I appear to have had a bit of a preoccupation with Iceland. It seems that for years Iceland grew its own bananas in hothouses because of trade restrictions on imported ones. I thought that would be a good way into a column on free trade but then the European Union came along and set out rules on banana sizes and followed up with a cucumber classification system which seemed a more humorous way into the debate. I have no idea why I kept Hannes Gissurarson’s 2000 booklet entitled “Overfishing: the Icelandic Solution” with its analysis of demersal fisheries. I regret very much that I never found occasion to use a January 2003 paper in the American Journal of Sociology which analyzed the French Revolution in culinary terms. The three academics felt that the revolution of 1789 “undermined the institutional logic of the ancien régime cuisine” and replaced it with classical cuisine. They agreed that nouvelle cuisine was the outgrowth of the Sorbonne’s student protests in May 1968 and in it could be found a new institutional logic and identity movement. The paper was clearly written by deconstructionists with fine palates.

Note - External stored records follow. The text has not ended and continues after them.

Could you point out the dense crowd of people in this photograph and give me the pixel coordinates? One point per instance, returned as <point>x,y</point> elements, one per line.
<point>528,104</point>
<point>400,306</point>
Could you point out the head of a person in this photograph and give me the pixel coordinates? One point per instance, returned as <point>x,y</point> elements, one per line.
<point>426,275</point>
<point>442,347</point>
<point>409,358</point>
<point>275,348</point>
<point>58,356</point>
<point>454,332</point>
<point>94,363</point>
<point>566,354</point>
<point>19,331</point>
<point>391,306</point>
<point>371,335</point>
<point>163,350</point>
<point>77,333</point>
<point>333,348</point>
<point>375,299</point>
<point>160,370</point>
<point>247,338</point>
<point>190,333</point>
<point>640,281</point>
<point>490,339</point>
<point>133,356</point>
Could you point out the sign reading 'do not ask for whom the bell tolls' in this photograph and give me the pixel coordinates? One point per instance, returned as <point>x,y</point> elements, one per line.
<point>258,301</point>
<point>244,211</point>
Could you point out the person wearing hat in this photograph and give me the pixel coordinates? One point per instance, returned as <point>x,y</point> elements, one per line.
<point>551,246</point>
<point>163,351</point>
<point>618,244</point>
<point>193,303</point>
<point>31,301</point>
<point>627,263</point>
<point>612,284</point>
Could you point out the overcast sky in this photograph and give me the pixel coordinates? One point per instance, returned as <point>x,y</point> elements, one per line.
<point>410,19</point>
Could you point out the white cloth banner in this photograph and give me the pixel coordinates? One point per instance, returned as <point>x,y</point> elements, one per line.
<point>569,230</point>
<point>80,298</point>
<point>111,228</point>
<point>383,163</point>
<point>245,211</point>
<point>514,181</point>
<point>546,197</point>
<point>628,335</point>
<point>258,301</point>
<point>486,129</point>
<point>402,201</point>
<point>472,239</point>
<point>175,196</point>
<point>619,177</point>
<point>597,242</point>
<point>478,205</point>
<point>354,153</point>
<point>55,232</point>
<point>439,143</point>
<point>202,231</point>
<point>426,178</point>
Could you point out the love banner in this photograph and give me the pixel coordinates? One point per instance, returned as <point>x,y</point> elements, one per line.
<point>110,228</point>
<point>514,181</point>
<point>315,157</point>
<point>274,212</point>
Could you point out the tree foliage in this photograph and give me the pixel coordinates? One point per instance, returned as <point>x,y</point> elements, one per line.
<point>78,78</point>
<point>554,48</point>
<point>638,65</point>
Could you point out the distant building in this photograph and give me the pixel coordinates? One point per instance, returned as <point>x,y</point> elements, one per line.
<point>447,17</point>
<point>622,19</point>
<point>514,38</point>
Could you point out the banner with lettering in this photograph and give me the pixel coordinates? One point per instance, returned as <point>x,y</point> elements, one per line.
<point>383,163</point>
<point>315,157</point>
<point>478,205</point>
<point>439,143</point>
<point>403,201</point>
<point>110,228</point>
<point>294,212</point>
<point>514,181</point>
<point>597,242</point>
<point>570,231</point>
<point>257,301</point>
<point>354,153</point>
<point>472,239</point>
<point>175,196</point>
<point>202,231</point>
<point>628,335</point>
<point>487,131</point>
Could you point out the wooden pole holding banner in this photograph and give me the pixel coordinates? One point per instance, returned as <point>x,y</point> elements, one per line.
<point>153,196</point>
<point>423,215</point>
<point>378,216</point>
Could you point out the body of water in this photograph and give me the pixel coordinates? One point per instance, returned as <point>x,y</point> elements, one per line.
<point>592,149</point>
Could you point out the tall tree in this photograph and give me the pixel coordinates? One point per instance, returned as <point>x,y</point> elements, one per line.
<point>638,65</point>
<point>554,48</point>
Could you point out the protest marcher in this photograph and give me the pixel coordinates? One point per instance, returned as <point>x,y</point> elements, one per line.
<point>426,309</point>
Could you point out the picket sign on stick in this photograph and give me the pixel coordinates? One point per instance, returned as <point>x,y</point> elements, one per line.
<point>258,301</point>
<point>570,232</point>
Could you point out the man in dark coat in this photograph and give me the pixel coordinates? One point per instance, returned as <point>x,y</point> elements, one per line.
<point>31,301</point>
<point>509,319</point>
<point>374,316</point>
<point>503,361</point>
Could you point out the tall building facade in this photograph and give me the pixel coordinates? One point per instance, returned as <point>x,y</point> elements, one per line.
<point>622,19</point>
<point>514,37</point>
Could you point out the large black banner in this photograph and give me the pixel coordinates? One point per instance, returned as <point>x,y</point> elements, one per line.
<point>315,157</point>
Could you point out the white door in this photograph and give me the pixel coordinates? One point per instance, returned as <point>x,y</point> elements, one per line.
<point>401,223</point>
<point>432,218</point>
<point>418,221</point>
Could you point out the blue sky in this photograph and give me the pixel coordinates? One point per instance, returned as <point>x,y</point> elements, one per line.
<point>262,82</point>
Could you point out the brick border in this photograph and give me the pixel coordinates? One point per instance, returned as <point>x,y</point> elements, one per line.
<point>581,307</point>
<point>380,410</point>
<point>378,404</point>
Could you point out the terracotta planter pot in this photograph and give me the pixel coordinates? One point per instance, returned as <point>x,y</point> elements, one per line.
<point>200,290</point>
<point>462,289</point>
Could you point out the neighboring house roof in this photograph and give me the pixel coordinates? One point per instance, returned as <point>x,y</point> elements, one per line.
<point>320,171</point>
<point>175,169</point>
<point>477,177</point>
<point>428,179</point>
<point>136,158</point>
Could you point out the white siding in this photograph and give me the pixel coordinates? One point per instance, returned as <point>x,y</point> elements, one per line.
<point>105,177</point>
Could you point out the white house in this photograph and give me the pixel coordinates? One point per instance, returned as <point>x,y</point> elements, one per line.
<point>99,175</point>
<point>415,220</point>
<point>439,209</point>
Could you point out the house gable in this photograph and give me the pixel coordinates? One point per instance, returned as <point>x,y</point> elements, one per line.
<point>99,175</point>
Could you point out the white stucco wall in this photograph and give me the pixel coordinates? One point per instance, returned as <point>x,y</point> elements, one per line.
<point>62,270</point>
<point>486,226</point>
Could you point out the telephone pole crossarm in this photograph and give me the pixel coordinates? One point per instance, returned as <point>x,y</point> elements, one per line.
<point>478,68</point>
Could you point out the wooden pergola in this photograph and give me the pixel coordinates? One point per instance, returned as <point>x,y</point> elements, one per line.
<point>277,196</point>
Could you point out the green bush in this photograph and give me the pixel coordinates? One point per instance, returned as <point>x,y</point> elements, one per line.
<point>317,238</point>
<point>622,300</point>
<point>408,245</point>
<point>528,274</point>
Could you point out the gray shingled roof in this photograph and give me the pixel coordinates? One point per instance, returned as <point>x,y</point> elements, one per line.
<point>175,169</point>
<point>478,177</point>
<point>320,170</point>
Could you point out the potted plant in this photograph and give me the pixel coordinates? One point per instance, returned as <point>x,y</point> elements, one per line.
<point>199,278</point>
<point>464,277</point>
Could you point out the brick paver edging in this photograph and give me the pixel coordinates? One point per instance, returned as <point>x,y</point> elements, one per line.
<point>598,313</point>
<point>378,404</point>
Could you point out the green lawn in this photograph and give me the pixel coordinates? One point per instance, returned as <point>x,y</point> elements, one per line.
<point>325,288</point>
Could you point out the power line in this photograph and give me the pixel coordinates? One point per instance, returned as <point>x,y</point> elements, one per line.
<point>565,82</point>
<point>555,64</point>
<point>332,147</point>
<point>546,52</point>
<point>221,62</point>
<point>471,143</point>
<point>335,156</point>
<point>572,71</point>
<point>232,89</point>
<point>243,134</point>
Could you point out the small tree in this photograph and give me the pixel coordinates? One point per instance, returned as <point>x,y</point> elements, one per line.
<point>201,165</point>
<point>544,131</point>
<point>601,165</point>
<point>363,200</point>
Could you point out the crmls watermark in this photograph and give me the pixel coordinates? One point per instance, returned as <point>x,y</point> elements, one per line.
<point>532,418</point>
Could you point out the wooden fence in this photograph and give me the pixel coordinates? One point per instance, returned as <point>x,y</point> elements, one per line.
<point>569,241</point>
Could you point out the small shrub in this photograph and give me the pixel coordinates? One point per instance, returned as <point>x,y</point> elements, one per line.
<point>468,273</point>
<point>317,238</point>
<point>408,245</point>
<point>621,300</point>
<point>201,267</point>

An old booklet on crime used the 1941 account of three young boys in the town of Sunderland in Britain caught smoking at the back of a shop to illustrate good policing. Two policemen marched them the mile home to their parents. The policemen smoked, the parents smoked, but 12-year-old boys were not allowed to so they were in trouble with their mums (dads being away at the war). All this was unremarkable at the time. That was the notion of consensual, zero-tolerance policing. Today, the policemen would be reprimanded or sued for forcing children to walk without permission from the parents. The parents would be charged with negligence of their children and have social workers all over them, and the children would be sent off to be counselled or, depending on the type of cigarette, put in rehab.

Actions soak up the spirit of the times and become subservient to it. What makes an action good or bad for a society is rarely its actual content but rather the culture around it. This 1941 anecdote is not irrelevant to the great celebrations surrounding the installation of President Obama. When, in his inaugural address, the new President of the United States called on Americans to sacrifice and to look after each other, he used notions that in practical terms have not been in the vocabulary of his contemporaries. For the generations that were most instrumental in electing him, the postwar boomers and their children, entitlement is a more familiar emotion than sacrifice. Not necessarily their fault: their parents worked hard to make it so.

The election of a president is a gamble in which voters place a bet based on performance and personality assessment made on little more than some news clips and the remarks of television pundits. Still, I’m not sure that matters. I’m busily putting clippings into new files for new boxes, clippings that take it for granted Obama will radically change American foreign and domestic policy, while I don’t think he has much chance of doing either. The legend is that King Canute could not roll back the sea. President Obama cannot change the realities of the Middle East or the expectations of American citizens. In the end, the centre rules and that centre is the spirit of the times. Even the best leader can only obey the best of the zeitgeist. At the end of Obama’s first term, the left may be disappointed and there’s a slim chance that just maybe the right will be pleasantly surprised.